Là où certaines émeutes ont été marquées par des saccages et des slogans hostiles aux forces de l'ordre, les images venues du monde agricole montrent, par exemple, des individus se mettant à genoux, chantant la Marseillaise et exprimant leur respect aux policiers. Que des acteurs de tous horizons se retrouvent côte à côte n'a donc rien d'anecdotique. Cette convergence signale une fissure dans les récits dominants. Ca dépasse la seule question sanitaire pour atteindre des réalités premières (produire, nourrir, transmettre, maintenir des territoires vivants) face à un mondialisme perçu comme un rouleau compresseur, avançant sous des idéaux présentés comme bienveillants et égalitaires, mais dont les effets concrets frappent en priorité ceux qui constituent, coïncidence ou non, les principaux obstacles économiques et culturels à l'uniformisation globale.
- La crise de la DNC a provoqué un phénomène rare : des acteurs idéologiquement opposés relaient les mêmes alertes et témoignages, parfois portés par des figures habituellement disqualifiées ou censurées.
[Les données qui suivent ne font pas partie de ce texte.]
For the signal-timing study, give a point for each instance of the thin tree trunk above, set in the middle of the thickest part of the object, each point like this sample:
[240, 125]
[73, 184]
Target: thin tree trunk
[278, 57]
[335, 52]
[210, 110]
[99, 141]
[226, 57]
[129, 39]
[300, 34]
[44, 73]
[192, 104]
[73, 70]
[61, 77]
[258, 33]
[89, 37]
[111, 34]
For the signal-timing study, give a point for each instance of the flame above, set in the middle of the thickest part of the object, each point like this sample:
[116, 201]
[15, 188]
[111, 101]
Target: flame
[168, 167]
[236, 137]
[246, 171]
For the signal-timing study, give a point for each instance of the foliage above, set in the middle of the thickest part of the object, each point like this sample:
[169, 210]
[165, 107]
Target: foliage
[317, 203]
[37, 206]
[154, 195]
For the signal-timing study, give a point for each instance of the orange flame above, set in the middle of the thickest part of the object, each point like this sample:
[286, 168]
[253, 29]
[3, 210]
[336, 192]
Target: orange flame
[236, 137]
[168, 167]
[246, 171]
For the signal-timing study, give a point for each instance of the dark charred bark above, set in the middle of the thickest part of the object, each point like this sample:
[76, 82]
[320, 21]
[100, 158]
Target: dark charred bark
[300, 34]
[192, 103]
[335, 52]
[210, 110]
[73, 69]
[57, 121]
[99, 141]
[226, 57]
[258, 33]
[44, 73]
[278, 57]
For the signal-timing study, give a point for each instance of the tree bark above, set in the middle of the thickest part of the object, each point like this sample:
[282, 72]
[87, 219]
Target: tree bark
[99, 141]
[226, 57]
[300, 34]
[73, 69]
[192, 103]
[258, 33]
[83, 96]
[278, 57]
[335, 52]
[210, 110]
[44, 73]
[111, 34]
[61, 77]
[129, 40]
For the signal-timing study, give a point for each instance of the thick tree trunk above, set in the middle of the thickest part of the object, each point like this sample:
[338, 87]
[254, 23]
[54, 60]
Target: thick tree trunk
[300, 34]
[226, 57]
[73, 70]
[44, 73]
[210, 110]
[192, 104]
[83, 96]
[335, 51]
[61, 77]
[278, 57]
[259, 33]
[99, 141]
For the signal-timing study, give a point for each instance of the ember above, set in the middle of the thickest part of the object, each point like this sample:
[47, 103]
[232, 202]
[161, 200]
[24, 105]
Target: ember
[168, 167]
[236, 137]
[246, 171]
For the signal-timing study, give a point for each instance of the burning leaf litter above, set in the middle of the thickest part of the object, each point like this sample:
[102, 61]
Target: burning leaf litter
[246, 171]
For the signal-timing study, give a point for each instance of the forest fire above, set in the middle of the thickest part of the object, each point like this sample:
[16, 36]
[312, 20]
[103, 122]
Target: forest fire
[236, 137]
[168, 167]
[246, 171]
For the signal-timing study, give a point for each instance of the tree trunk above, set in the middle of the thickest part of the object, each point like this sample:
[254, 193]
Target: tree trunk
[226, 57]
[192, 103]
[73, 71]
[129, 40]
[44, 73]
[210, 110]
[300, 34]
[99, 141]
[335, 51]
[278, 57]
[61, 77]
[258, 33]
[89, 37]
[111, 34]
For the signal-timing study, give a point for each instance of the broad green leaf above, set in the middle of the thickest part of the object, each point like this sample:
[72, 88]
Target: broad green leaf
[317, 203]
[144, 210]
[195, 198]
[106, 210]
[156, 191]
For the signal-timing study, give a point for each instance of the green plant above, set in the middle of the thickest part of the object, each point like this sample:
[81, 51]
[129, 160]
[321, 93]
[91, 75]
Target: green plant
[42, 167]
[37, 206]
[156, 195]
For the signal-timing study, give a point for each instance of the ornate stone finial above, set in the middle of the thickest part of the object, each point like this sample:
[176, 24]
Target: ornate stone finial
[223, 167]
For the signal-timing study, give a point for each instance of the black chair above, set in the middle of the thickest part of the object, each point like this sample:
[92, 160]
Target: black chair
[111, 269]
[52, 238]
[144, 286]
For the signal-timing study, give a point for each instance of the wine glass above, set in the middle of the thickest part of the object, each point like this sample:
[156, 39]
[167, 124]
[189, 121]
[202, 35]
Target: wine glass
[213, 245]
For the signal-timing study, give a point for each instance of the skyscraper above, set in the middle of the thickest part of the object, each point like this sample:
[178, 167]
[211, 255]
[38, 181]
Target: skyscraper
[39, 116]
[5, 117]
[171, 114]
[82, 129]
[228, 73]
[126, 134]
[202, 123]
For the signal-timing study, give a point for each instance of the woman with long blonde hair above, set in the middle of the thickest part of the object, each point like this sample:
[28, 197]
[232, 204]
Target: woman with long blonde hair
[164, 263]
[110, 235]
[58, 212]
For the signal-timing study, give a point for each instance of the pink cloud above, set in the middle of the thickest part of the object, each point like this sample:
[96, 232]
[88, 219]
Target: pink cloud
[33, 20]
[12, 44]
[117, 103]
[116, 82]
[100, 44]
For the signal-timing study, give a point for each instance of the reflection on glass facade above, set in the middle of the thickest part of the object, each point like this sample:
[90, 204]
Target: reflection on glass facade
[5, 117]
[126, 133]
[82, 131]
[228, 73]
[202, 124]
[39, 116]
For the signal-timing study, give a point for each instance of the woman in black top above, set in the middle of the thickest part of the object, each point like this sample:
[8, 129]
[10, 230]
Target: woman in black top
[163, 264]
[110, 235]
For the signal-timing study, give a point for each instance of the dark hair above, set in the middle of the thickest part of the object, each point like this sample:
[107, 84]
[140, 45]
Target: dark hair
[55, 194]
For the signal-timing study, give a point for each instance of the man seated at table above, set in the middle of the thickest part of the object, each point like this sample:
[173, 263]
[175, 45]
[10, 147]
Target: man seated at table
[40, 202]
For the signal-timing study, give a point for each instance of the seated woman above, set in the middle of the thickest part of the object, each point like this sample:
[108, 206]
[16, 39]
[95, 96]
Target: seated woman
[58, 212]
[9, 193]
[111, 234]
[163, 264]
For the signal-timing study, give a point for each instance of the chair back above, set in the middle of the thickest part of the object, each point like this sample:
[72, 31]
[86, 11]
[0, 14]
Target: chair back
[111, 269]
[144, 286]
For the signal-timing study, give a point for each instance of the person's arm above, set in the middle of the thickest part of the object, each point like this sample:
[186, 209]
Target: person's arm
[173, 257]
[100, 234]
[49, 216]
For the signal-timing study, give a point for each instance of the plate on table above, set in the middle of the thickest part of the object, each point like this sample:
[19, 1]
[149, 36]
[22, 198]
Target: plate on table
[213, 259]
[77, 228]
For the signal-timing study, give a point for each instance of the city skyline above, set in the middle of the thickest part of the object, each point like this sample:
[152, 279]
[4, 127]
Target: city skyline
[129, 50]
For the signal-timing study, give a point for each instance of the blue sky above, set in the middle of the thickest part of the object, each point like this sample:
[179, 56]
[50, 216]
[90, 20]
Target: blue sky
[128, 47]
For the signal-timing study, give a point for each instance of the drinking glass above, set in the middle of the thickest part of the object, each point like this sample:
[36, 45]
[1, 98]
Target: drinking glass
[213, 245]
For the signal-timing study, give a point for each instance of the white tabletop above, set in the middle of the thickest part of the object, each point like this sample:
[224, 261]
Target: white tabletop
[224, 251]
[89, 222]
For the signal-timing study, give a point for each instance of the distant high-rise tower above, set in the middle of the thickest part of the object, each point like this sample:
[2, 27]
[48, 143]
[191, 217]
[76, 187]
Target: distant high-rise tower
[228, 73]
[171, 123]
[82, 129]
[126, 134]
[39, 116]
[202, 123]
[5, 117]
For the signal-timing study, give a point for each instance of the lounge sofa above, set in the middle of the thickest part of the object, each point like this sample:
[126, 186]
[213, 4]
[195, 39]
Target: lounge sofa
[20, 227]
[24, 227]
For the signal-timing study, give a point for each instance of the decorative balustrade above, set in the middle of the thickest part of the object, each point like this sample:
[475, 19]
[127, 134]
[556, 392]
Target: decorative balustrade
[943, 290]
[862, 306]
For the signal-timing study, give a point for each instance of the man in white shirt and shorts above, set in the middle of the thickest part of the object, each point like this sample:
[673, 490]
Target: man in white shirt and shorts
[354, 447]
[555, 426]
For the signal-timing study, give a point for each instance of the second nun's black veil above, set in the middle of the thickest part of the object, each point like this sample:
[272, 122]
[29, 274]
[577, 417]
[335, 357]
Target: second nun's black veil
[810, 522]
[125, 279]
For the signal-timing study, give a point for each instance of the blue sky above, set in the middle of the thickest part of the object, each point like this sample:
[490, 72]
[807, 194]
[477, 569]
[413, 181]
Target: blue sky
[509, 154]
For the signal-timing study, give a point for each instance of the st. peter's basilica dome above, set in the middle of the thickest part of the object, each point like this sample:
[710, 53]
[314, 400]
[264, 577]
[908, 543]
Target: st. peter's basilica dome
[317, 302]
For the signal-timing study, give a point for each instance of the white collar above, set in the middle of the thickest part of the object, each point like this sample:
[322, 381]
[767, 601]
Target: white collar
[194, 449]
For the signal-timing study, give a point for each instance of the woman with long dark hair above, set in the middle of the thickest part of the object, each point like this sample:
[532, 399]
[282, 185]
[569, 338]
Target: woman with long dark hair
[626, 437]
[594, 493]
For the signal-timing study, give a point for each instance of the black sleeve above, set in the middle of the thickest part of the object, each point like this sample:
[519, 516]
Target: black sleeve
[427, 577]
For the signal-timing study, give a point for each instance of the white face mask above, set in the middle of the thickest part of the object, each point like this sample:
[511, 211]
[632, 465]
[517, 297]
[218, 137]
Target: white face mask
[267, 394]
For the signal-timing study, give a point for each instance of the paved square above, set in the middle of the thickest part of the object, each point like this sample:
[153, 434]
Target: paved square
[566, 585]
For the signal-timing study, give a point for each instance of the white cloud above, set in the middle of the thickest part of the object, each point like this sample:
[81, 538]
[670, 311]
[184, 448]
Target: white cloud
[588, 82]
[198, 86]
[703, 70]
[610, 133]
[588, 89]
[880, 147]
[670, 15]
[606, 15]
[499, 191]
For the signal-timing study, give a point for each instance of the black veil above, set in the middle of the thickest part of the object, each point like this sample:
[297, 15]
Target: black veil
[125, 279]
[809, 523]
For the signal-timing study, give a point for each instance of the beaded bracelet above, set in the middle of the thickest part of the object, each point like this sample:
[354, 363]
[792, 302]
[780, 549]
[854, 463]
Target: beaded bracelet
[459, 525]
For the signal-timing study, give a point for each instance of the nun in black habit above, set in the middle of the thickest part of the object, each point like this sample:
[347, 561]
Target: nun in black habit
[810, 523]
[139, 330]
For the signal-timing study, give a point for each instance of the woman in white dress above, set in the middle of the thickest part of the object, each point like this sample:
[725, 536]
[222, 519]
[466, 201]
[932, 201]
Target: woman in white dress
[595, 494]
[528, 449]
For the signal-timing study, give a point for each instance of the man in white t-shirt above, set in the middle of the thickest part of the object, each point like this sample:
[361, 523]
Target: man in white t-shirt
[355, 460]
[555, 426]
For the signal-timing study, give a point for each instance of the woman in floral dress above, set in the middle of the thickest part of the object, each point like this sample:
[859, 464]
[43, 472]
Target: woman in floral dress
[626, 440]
Cette convergence, née du terrain, suspend provisoirement les réflexes idéologiques ordinaires, preuve qu'ils sont illusoires et instrumentalisés.
- La mobilisation rappelle l'altermondialisme dans son sens premier : la défense du local et du vivant face à l'uniformisation globale. Elle met en lumière une contradiction centrale, on ne peut pas défendre le monde paysan tout en niant ses fondements culturels et symboliques. Ici, l'idéologie se heurte aux réalités matérielles, au « mur du réel ».
- La doctrine d'abattage systématique, unique dans l'UE et non imposée par les textes européens, est perçue comme disproportionnée et infondée. Ses effets structurels interrogent : elle fragilise l'agriculture paysanne au profit de modèles intensifs.
- L'usage de dispositifs de maintien de l'ordre lourds et certains actes de désobéissance policière traduisent une tension extrême. Le monde agricole, déjà précarisé, est traité comme un corps résistant, nourrissant le sentiment d'un traitement asymétrique face à d'autres crises récentes. Une répression de la résistance, traditionnellement marqueur des régimes autoritaires.